# How do I calculate portfolio standard deviation in Excel?

How do I calculate a portfolio standard deviation given a return?

If I have 3 portfolios with similar size of \$300 million.

• Portfolio A : Expected Return % / Dollar Amount : 3.78% / \$11.34m, Standard Deviation : 3.88%
• Portfolio B : Expected Return % / Dollar Amount: 3.54% / \$10.62m, Standard Deviation : 3.75%
• Portfolio C : Expected Return % / Dollar Amount : 3.20% / \$9.6m, Standard Deviation : 3.48%

I would like to plot the data points for expected return and standard deviation into a normal distribution so that I will be able to calculate the standard deviation if I want a \$9m expected return. Formulas for Excel would also be helpful.

• You need correlations and weights to calculate a variance. Do you know the correlations between the portfolios or would you assume they are completely independent (correlation = 0)? Is the portfolio equally weighted between the three sub-portfolios? Jun 7, 2017 at 18:47

To calculate the variance of a portfolio you also need the weights of each asset (`ω(i)`), and the correlation (or covariance) between each asset (`ρ(ij)` or `COV(ij)`). From there, the formula is:

``````σ²(p) = ω²(1)σ²(1) + ω²(2)σ²(2) + ω²(3)σ²(3)
+ 2ρ(12)ω(1)ω(2)σ(1)σ(2)
+ 2ρ(13)ω(1)ω(3)σ(1)σ(3)
+ 2ρ(23)ω(2)ω(3)σ(2)σ(3)
``````

If you have covariances instead of correlations, the formula is:

``````σ²(p) = ω²(1)σ²(1) + ω²(2)σ²(2) + ω²(3)σ²(3)
+ 2COV(12)ω(1)ω(2)
+ 2COV(13)ω(1)ω(3)
+ 2COV(23)ω(2)ω(3)
``````

If you assume the correlations are all 0 (the assets are completely independent), then the last three terms go away. If you equally-weight the assets, then the formula becomes

``````σ²(p) = σ²(1) + σ²(2) + σ²(3)
---------------------
9
``````

From there the excel calculations are the same from any other normal distribution with a mean and standard deviation (which is the square root of variance).

• Thanks everyone for your input.

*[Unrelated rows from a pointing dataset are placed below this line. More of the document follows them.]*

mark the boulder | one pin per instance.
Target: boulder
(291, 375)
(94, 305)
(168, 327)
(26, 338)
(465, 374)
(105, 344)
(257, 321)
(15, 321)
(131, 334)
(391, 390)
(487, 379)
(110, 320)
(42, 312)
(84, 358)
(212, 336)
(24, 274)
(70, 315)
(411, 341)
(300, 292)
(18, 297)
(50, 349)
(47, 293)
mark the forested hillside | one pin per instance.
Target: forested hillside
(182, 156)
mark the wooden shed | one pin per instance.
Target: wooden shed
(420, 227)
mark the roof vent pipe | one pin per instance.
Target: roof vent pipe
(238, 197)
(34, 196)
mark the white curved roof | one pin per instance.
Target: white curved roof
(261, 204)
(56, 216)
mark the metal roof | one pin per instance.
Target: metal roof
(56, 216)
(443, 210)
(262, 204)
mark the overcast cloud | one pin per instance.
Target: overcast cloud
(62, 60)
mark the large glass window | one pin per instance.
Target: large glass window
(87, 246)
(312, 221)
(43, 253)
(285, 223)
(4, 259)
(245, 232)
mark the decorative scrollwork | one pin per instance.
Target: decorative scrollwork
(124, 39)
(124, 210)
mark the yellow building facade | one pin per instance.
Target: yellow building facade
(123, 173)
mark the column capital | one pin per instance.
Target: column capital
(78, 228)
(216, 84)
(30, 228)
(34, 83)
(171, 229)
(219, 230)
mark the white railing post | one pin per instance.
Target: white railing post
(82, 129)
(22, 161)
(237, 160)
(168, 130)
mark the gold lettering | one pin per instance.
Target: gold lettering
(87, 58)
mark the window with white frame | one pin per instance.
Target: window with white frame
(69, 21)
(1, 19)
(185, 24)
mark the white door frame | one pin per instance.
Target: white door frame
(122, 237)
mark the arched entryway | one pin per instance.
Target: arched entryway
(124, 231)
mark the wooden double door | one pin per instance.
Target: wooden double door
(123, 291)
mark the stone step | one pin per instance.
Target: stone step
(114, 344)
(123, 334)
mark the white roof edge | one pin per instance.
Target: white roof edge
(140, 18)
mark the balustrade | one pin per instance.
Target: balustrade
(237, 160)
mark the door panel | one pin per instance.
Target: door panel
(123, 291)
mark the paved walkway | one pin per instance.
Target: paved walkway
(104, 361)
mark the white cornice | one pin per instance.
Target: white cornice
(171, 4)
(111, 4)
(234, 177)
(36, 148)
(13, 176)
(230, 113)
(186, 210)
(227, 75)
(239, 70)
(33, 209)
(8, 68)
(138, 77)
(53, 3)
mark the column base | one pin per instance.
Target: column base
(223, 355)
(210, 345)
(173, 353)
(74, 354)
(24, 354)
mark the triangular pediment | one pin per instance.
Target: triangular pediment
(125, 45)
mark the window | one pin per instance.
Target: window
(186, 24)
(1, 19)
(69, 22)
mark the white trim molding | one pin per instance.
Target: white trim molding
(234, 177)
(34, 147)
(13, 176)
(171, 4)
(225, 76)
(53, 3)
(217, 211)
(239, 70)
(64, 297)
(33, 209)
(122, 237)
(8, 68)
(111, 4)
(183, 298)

Appreciate it.Currently, The 3 portfolios have similar weights. Eg (80% bonds and 20% equity). As for the mean, do i just average out the 3 return (11.34+10.62+9.6)/3 ? Many thanks. Jun 7, 2017 at 22:55
• By the way , do you have any useful url that i can read up on? Thank you Jun 8, 2017 at 0:27
• @FabianTan I'm not talking about the weights within portfolios A, B, and C - I'm asking about how much of each portfolio are in your composite portfolio - Do you have equal amount of A, B, and C in your portfolio? Jun 8, 2017 at 13:50
• @FabianTan Correlated variance is a pretty basic concept in Modern Portfolio Theory. Just google it and you should get plenty of material. Jun 8, 2017 at 13:52

My teacher in Financial Instruments calculated it fairly easily in the following way.

He first calculates the portfolio variance using the following formula:

=SUMPRODUCT(weights array,MMULT(Covariance matrix,weights array))

He then gets the standard deviation by taking a square root of the answer and this is the portfolio st.dev.